In both cases, as a result we are not actually training our generator to minimize the Jensen divergence any more but rather the following divergence:

$$\widetilde{\mathcal{L}}(\theta) = \operatorname{D}_{KL}\left[\mathcal{Q}_{\theta} \middle\| \frac{\mathcal{P}+\mathcal{Q}_{\theta}}{2}\right] - \log(2) \tag{9}$$

With half of the Jensen divergence missing, we end up half way between \(\operatorname{JSD}\left[\mathcal{Q}_{\theta}\|\mathcal{P}\right]\) and \(\operatorname{D}_{KL}\left[\mathcal{Q}_{\theta}\|\mathcal{P}\right]\). This may explain some of the observed dynamics of GANs: this \(\widetilde{\mathcal{L}}\) loss is more forgiving than the Jensen divergence regarding mode dropping (it's the \(\operatorname{D}_{KL}\left[\mathcal{P} \middle\| \frac{\mathcal{P}+\mathcal{Q}_{\theta}}{2}\right]\) half of the Jensen divergence that becomes big if \(\mathcal{Q}(x)=0\) while \(\mathcal{P}(x) > 0\), not the one we've kept).

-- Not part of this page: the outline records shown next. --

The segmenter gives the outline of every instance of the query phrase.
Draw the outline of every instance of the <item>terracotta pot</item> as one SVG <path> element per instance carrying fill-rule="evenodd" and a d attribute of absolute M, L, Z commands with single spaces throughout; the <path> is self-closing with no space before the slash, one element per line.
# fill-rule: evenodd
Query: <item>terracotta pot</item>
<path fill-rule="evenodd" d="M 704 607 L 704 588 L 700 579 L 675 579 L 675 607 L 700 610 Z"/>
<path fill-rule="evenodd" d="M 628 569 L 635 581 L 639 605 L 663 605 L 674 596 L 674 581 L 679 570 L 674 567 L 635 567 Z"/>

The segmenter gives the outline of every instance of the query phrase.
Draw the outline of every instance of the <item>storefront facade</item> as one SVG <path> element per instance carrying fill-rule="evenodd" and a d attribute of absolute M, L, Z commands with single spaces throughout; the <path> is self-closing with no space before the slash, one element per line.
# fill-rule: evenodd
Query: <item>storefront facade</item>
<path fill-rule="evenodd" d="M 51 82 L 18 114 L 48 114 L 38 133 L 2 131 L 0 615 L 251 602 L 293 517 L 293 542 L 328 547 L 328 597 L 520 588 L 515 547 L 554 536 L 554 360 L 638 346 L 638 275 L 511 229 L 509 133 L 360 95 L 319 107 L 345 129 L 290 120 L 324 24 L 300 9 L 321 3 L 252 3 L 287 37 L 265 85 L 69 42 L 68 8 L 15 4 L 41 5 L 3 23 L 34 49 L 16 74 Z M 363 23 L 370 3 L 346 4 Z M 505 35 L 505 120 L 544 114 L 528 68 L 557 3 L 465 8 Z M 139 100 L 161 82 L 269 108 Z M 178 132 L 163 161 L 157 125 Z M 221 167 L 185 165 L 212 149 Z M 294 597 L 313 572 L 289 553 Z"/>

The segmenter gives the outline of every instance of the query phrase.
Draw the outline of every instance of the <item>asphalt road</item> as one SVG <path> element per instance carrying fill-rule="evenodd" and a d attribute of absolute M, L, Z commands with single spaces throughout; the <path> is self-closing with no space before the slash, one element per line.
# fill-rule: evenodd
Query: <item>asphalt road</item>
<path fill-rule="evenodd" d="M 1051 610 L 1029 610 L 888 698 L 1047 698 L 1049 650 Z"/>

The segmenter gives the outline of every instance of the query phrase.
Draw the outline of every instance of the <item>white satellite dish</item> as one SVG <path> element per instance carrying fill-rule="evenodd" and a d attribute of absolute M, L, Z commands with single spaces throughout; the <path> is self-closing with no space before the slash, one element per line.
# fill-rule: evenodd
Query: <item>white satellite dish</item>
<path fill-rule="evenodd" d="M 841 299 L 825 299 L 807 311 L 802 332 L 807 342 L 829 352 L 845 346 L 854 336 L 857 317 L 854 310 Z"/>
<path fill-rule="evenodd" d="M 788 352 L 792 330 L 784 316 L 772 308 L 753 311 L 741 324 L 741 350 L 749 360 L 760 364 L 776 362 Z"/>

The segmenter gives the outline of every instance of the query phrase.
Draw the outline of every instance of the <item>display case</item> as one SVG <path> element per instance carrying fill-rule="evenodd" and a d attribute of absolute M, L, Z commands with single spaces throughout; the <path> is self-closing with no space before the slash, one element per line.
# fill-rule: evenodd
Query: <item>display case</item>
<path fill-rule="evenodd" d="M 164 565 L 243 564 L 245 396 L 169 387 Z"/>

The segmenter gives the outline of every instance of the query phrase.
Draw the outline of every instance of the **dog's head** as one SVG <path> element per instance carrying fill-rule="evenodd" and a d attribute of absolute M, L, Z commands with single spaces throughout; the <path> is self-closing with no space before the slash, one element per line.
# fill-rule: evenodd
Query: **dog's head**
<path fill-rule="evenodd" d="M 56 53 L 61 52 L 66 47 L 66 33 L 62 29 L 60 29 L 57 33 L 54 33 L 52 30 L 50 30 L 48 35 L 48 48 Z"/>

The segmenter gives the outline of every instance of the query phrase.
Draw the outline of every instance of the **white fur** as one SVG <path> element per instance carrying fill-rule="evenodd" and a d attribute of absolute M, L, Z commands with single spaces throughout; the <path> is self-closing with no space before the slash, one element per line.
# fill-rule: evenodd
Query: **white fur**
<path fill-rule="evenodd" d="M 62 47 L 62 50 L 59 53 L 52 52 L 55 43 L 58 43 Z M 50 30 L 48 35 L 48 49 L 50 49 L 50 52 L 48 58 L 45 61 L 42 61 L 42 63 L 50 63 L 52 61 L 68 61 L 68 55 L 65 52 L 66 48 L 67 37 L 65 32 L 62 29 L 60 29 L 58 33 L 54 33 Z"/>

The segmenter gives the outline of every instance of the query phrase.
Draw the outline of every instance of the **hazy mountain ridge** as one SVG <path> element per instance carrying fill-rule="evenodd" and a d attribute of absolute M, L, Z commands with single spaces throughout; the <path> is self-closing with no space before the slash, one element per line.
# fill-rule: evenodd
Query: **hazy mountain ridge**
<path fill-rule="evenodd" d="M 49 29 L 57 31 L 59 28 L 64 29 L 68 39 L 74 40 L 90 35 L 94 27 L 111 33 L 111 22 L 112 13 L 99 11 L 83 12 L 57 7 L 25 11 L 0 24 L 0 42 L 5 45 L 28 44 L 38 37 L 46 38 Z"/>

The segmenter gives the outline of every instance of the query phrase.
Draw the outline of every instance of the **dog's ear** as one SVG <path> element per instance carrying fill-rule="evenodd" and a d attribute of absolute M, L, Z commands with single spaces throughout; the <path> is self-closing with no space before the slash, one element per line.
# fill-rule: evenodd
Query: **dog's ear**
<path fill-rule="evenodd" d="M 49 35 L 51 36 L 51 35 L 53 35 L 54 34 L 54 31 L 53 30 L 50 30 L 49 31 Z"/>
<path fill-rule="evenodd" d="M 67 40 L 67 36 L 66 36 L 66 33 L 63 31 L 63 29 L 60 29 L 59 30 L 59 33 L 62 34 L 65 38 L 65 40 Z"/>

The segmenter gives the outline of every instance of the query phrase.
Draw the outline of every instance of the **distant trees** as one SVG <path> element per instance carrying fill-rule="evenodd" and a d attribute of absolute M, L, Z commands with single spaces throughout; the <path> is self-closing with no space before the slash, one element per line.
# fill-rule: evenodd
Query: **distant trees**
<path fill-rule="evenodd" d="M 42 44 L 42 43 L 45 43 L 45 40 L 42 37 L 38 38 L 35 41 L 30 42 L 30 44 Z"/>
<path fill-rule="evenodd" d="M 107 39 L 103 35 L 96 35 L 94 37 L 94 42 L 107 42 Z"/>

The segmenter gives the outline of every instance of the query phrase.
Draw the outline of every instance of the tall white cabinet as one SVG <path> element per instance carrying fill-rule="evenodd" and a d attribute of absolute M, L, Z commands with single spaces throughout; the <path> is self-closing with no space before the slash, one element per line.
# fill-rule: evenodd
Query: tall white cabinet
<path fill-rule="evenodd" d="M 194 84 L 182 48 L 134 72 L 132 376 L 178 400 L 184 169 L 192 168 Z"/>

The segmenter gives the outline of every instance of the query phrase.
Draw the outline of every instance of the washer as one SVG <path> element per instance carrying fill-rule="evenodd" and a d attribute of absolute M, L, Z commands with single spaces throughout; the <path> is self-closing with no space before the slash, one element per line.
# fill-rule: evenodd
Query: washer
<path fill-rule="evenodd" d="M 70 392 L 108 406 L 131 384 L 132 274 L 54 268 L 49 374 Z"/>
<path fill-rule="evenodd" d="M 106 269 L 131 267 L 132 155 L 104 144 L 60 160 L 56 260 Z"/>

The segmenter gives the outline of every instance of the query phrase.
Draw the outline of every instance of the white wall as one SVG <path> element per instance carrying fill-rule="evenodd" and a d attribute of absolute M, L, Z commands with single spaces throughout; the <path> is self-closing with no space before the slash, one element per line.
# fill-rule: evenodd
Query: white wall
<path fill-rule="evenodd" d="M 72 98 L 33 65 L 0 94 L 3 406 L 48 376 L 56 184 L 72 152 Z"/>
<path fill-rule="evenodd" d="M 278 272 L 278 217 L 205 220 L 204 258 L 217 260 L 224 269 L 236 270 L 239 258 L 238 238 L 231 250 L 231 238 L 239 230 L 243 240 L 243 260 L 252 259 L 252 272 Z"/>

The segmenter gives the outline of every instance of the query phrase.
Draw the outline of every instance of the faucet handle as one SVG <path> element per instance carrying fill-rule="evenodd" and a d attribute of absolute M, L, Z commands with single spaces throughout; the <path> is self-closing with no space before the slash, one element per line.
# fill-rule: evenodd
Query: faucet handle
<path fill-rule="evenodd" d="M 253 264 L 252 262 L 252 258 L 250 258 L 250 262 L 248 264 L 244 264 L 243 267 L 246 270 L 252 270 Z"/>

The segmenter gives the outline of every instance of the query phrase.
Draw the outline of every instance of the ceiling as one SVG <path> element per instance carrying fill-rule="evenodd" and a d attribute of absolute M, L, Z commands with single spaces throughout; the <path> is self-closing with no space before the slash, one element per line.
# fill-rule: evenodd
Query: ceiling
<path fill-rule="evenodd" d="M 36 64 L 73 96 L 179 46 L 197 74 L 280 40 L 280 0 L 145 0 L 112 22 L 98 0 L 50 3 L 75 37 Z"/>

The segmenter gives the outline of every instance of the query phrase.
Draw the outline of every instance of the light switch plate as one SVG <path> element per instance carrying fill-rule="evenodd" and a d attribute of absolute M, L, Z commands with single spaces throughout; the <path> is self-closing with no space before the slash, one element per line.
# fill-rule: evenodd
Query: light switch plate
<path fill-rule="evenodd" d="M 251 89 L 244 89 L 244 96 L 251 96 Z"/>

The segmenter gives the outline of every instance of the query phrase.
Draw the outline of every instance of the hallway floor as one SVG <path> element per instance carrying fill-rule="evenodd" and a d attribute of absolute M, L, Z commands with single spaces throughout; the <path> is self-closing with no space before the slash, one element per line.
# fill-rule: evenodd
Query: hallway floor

Playing with the generator's loss

Other losses for the generator can be considered, depending on the properties and dynamics we want:

$$\widetilde{\mathcal{L}_2}(\theta) = - \mathbb{E}_{x \sim \mathcal{Q}_{\theta}} \left[\log D^{\star}_{\theta}(x)\right] \tag{10}$$

which tends to provide better gradients to the generator, but does not clearly express a divergence. Though, by doing the same work with \(D^{\star}_{\theta}\) as before, we can re-express it like this:

$$\widetilde{\mathcal{L}_2}(\theta) = \operatorname{D}_{KL}\left[\mathcal{Q}_{\theta} \middle\| \mathcal{P} \right] - \operatorname{D}_{KL}\left[\mathcal{Q}_{\theta} \middle\| \frac{\mathcal{P}+\mathcal{Q}_{\theta}}{2}\right] + \log(2) \tag{11}$$

And using the convexity of the Kullback-Leibler divergence, we can show that \(\operatorname{D}_{KL}\left[\mathcal{Q}_{\theta} \middle\| \frac{\mathcal{P}+\mathcal{Q}_{\theta}}{2}\right] \leq \frac{1}{2} \operatorname{D}_{KL}\left[\mathcal{Q}_{\theta} \middle\| \mathcal{P} \right]\), and thus:

$$\widetilde{\mathcal{L}_2}(\theta) \geq \frac{1}{2} \operatorname{D}_{KL}\left[\mathcal{Q}_{\theta} \middle\| \mathcal{P} \right] + \log(2) \tag{12}$$

which is much less forgiving than the original \(\widetilde{\mathcal{L}}\) regarding the generation on non-realistic samples, and might explain why it gives better gradients to the generator.

$$\widetilde{\mathcal{L}_3}(\theta) = - \mathbb{E}_{x \sim \mathcal{Q}_{\theta}} \left[\log \frac{D^{\star}_{\theta}(x)}{1-D^{\star}_{\theta}(x)}\right] \tag{13}$$

which is then equivalent to the KL divergence: \(\widetilde{\mathcal{L}_3}(\theta) = \operatorname{D}_{KL}\left[\mathcal{Q}_{\theta}\middle\|\mathcal{P}\right]\), so possibly a better version of the previous one.